For a piece of a second, Johanna is aware of the coldness of the floor under her pants and tries to put her scarf under her thighs. Instantly she falls back into the whirlwind of memories that were suddenly triggered and unstoppable. The big warm eyes of the baby are still watching her with interest.

Joanna is smiling with closed eyes hiding another memory.

She remembers the female-bear with the three kids that went down to the neighborhood of a mountain town to the houses of the people. One night in August a she-bear was on the hill with two of the baby-bears. The third one, more playful, rushed on the road fascinated by the lights of a taxi. The mother-bear came down from the hill, with unimaginable ease and flexibility, took the little naughty one with her mouth on the back of his neck, and put him on the sidewalk. The little one watched his mother climb back the wall that delimited the street and the hill, and, as he saw her upstairs, he started towards the taxi again. The driver had stopped to watch curiously what was happening. My mother came down again, this time apparently more decided to stop the danger. She grabbed the kid-bear in the back of the head, but this time she didn't put him on the sidewalk but pushed him up the hill. The brown fluffy ball has rolled a little on the hill, but harmlessly, and rubbed his nose under the attentive eyes of his brothers. These were seating on their tails with a kind of satisfaction in their eyes. When the adult bear saw all her three kids together, she signaled to leave for the forest that covered the top of the hill.

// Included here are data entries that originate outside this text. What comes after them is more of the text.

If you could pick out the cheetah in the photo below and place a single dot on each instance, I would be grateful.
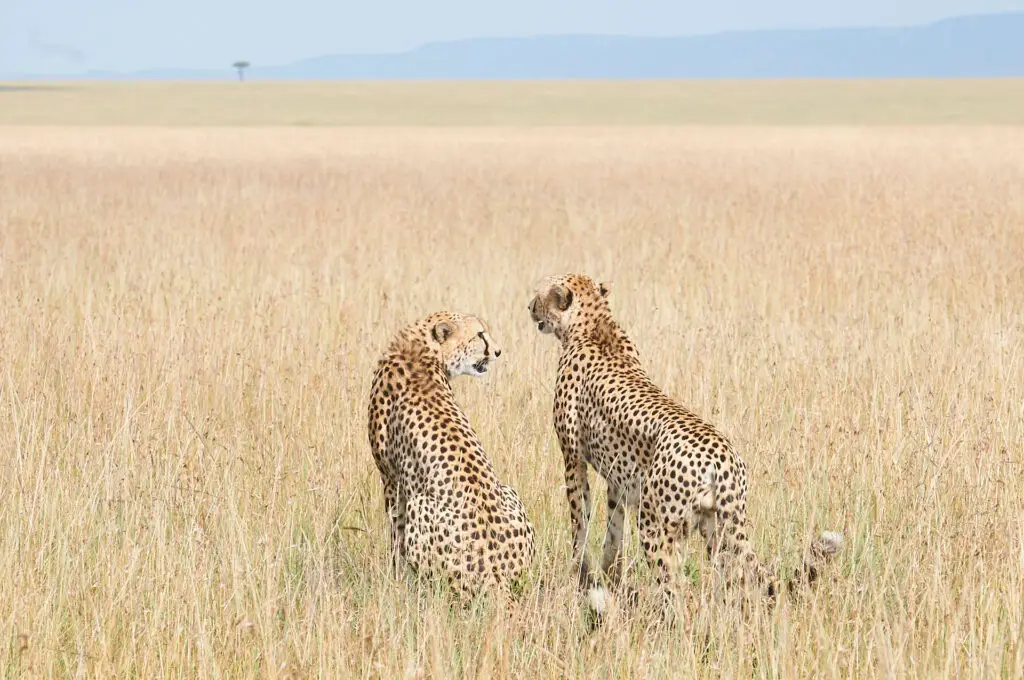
(675, 470)
(449, 514)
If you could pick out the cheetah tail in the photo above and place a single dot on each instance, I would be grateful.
(818, 554)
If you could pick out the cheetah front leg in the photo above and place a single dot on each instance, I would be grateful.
(611, 562)
(394, 508)
(577, 484)
(578, 491)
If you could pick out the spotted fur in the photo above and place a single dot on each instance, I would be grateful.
(676, 470)
(449, 514)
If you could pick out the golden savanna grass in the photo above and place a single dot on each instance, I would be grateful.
(190, 316)
(797, 101)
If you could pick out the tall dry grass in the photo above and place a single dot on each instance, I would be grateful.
(188, 322)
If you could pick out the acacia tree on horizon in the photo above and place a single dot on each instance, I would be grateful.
(241, 68)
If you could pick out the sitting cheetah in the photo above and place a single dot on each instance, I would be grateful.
(655, 456)
(449, 513)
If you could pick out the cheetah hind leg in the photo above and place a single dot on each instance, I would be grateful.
(425, 549)
(518, 539)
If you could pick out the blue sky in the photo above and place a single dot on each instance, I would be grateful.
(72, 36)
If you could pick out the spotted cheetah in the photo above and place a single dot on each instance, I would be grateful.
(449, 514)
(657, 458)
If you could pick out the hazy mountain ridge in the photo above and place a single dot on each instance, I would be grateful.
(989, 45)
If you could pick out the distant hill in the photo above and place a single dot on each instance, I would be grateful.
(970, 46)
(990, 45)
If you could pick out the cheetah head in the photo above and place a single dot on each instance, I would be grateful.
(560, 299)
(463, 343)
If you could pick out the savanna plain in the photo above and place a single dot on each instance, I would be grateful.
(189, 317)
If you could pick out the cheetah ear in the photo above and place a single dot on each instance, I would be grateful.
(442, 332)
(563, 297)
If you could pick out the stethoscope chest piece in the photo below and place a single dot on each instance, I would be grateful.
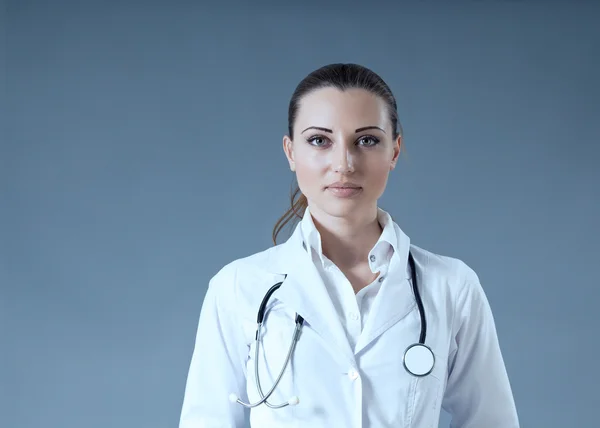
(419, 359)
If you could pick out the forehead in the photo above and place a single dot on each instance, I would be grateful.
(332, 108)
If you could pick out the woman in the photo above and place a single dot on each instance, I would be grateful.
(347, 280)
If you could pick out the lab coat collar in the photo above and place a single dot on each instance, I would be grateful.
(386, 244)
(304, 290)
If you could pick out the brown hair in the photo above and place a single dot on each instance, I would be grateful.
(342, 77)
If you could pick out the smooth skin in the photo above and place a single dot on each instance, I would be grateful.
(344, 136)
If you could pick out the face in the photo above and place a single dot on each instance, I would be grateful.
(342, 150)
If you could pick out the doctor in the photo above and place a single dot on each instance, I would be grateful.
(362, 328)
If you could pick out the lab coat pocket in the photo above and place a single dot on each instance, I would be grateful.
(424, 397)
(276, 336)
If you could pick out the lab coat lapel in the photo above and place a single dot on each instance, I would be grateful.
(395, 299)
(305, 292)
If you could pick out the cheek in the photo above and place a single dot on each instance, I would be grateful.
(378, 173)
(310, 167)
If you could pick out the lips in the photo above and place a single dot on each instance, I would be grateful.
(344, 190)
(342, 185)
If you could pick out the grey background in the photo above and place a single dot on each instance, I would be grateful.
(142, 151)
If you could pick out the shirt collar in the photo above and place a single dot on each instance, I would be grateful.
(380, 254)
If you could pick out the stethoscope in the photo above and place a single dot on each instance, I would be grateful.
(418, 358)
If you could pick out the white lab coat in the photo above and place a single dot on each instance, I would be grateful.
(339, 386)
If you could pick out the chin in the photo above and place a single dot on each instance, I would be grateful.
(343, 207)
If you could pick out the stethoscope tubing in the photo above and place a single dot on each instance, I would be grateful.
(299, 322)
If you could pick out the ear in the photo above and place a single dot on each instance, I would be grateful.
(397, 149)
(289, 151)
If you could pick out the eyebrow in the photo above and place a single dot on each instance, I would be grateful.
(330, 131)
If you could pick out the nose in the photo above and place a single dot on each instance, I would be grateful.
(343, 160)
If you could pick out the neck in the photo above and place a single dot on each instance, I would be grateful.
(346, 241)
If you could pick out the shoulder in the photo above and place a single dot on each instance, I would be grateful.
(444, 269)
(238, 283)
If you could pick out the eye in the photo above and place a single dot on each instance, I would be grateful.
(368, 141)
(317, 140)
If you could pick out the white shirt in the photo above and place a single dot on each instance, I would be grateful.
(352, 309)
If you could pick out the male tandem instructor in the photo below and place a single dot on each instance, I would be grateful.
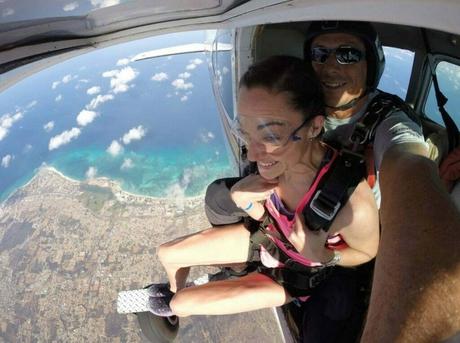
(348, 59)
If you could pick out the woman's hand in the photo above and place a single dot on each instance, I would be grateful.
(311, 244)
(252, 189)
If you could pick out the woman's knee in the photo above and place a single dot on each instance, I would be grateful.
(181, 304)
(165, 253)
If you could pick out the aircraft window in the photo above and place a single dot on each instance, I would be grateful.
(448, 75)
(398, 68)
(133, 145)
(222, 66)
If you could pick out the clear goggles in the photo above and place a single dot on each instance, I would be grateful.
(343, 54)
(269, 132)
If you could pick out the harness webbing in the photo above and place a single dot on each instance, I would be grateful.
(333, 191)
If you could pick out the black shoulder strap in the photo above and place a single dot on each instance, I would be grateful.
(333, 191)
(381, 107)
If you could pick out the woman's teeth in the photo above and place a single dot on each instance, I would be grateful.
(267, 164)
(333, 84)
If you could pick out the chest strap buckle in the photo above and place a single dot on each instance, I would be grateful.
(323, 206)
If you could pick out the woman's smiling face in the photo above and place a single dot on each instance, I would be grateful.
(258, 105)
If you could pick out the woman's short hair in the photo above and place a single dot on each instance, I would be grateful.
(291, 75)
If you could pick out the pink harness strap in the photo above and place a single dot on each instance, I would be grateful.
(285, 225)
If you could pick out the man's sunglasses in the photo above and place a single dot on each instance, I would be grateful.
(343, 55)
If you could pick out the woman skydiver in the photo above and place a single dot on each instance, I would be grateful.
(280, 119)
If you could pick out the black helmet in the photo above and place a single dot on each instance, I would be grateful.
(363, 30)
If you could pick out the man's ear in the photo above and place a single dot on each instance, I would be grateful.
(316, 126)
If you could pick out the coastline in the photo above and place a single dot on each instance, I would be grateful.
(102, 181)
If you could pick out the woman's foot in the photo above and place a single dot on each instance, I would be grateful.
(159, 306)
(159, 290)
(163, 290)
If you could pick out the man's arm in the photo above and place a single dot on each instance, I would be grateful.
(416, 289)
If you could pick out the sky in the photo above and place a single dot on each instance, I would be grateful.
(152, 124)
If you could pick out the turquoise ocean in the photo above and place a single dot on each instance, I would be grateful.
(160, 112)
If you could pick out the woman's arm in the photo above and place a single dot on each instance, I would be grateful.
(357, 223)
(250, 192)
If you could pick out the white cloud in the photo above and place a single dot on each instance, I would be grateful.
(193, 63)
(70, 7)
(26, 148)
(197, 61)
(127, 164)
(104, 3)
(67, 78)
(48, 126)
(7, 121)
(7, 12)
(93, 90)
(63, 138)
(91, 172)
(185, 75)
(110, 73)
(123, 62)
(207, 137)
(31, 104)
(120, 79)
(85, 117)
(160, 77)
(136, 133)
(6, 160)
(100, 99)
(181, 84)
(115, 148)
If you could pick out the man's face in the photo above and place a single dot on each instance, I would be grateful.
(341, 83)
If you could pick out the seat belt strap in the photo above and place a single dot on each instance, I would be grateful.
(334, 190)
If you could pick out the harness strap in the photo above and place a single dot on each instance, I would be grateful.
(333, 191)
(293, 273)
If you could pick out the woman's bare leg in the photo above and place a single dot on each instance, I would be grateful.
(213, 246)
(251, 292)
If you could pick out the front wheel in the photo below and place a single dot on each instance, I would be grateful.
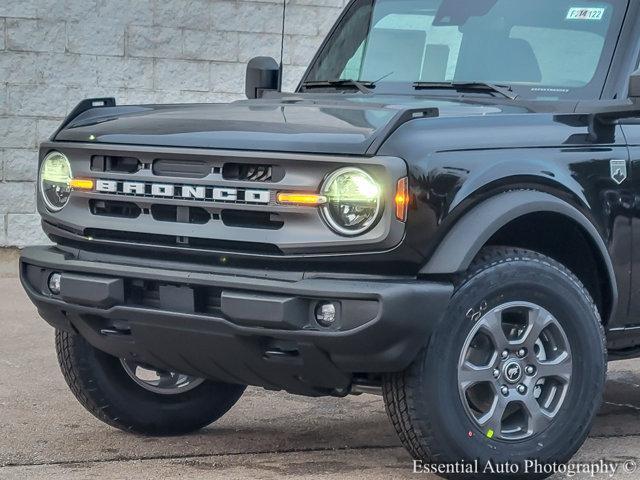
(139, 398)
(513, 374)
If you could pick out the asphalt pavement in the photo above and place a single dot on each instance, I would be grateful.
(45, 433)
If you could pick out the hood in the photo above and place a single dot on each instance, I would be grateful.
(336, 123)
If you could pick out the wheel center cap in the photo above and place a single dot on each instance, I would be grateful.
(512, 372)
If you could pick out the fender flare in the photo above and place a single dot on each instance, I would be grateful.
(465, 239)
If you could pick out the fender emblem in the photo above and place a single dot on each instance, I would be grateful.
(618, 169)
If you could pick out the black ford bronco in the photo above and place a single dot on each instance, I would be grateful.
(444, 212)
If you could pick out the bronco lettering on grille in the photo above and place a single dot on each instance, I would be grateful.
(186, 192)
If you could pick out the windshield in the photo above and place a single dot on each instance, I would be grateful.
(541, 48)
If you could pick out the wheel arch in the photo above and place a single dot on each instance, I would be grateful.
(490, 223)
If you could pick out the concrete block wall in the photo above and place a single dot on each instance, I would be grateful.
(53, 53)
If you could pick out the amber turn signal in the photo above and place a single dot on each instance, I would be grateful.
(402, 199)
(292, 198)
(81, 184)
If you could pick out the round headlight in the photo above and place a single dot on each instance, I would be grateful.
(353, 201)
(55, 178)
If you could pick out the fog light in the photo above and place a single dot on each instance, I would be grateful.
(326, 314)
(54, 283)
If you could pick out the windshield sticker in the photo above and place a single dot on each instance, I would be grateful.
(579, 13)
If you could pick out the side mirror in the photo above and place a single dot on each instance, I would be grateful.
(263, 74)
(634, 87)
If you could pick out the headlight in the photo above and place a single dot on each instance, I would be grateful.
(353, 201)
(55, 179)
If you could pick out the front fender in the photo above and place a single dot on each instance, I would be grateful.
(465, 239)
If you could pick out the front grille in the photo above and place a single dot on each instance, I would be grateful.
(252, 173)
(108, 208)
(216, 200)
(171, 213)
(184, 168)
(148, 239)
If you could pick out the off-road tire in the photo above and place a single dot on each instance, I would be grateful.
(102, 386)
(423, 402)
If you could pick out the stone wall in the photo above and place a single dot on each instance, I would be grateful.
(53, 53)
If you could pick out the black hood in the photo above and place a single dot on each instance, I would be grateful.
(338, 124)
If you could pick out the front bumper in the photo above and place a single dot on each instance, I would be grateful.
(238, 327)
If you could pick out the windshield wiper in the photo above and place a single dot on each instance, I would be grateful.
(504, 90)
(363, 86)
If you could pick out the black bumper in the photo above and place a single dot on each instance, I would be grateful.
(237, 328)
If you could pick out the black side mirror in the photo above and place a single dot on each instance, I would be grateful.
(263, 74)
(634, 87)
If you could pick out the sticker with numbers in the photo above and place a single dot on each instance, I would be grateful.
(580, 13)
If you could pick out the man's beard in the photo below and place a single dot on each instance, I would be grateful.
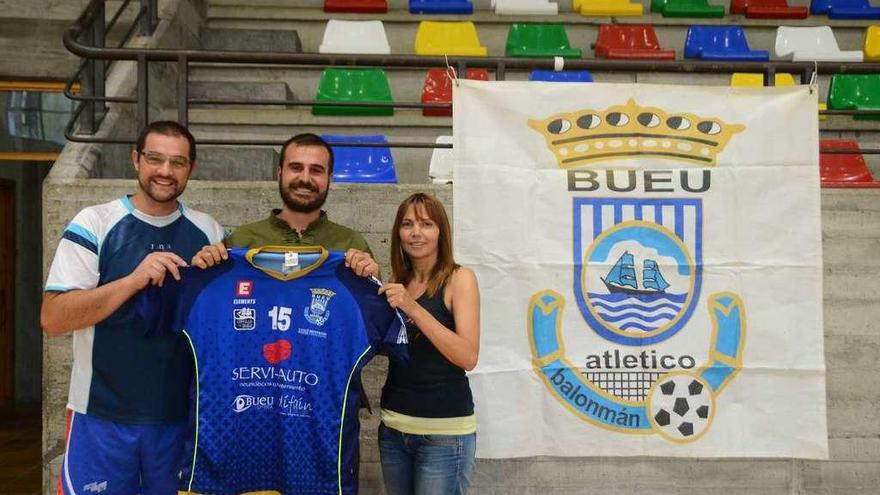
(296, 204)
(146, 186)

Mothers, mothers, mothers… Worries, responsibility, love, commitment. Almost synonymous concepts.

Now all these memories come to Joanna's mind.

Where are the little-bears, where are the kid-storks, where are the little ducks, all protected by their own mothers? They are, everywhere in the wild nature. They have been and will be.

 But where is the mother of this child, or the father? She or he is a human being. The humans seem to easily forget or, maybe worse, they are able to abandon their baby.

Johanna is taking the baby in her arms. She is looking at him amazed and tenderly. She caresses fondly the small cheeks. A smile seems to catch his eye on the little one's lips. Joanna pulls out her phone and calls to announce ...

"I found a very small child." He does it with a tight heart. While waiting for those entitled to act, a question mark emerges more and more clearly in Joanna's mind:

I'm wondering ...may I, or can I become his mother?

Joanna notices with a huge surprise that she banishes the possibility of a negative response. This possibility is pushed away, like pushing away the pain that tears his soul. A little palm tightened confidently around Joanna's index finger.  A warm hug, full of hope. Whose hope? Mine? Joanna is enveloped in astonishment.